Much of the infrastructure spend to keep Port Otago as the preferred South Island port of call comes from bank debt financing, but the present global credit crunch and market volatility has left major organisations with fewer lenders, who are charging increased interest rates.

Port Otago chairman John Gilks, delivering a summarised annual report to regional councillors for the year to June yesterday, gave assurances about access to funds because of the volatility in world markets at present - including the bankruptcy of Lehman Brothers in the US and separate concerns over the viability of giant insurer American International Group, collectively holding $US1.6 trillion in debt.

"The [Port Otago] group has committed long-term bank facilities in place and is soundly positioned to weather the current upheaval in credit markets," Mr Gilks told councillors.

The committed facilities included a minimum two-year period where banks must lend for the critical capital expenditure programmes as agreed, not 30 days or three months.

"So long as we do not breach agreements, banks must lend within that [two-year] period," Mr Gilks said.

Port Otago's revenue for the year increased from $59.3 million to $62.5 million, on the back of port operations, while its earnings before interest, tax, depreciation and amortisation were down 3%, from $27.1 million to $26.3 million.

Its overall profit was down 29% from $39.3 million to $27.8 million, the latter including unrealised revaluation of investment properties of subsidiary Chalmers Properties worth $17.9 million (if they were sold).

Mr Gilks said the profit reduction reflected the lower levels of the property revaluations, a 9% increase on asset depreciation to $6.8 million and a $600,000 decline in interest rate swaps - a protection against interest rate fluctuations.

He highlighted that for the first time Port Otago assets exceeded $400 million, with an equity ratio to the ORC of 66%, worth $266 million.

Borrowing had been reduced by $15 million and totalled $105 million at June.

However, after the meeting Mr Gilks said a second new tug and third new container crane were likely in coming years, and would cost more than $20 million.

Port Otago attained a record of more than 209,000 container movements during the year, dominated by almost 73,000 trans-ship container movements (which arrive and depart without using wharf facilities).

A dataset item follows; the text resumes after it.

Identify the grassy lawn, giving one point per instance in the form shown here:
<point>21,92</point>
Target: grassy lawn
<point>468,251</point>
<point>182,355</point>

However, Mr Gilks cautioned the number would not be repeated this year as giant container line Maersk had cut more than 100 calls from Port Chalmers - or 22% of its volume, mainly the trans-ship business.

While noting the decline would still leave this year's forecast at "slightly lower" (170,000 to 180,000), it ranked alongside Port Otago's second-best year and compared well with the "bad old days" in the early 1980s, when 35,000 containers were shifted annually.

Councillors had concerns about the potential for negative effects of the Government's recent rail buy-back and roading services, but Mr Gilks said until more details were known, Port Otago could only look for opportunities within the overall transport sector.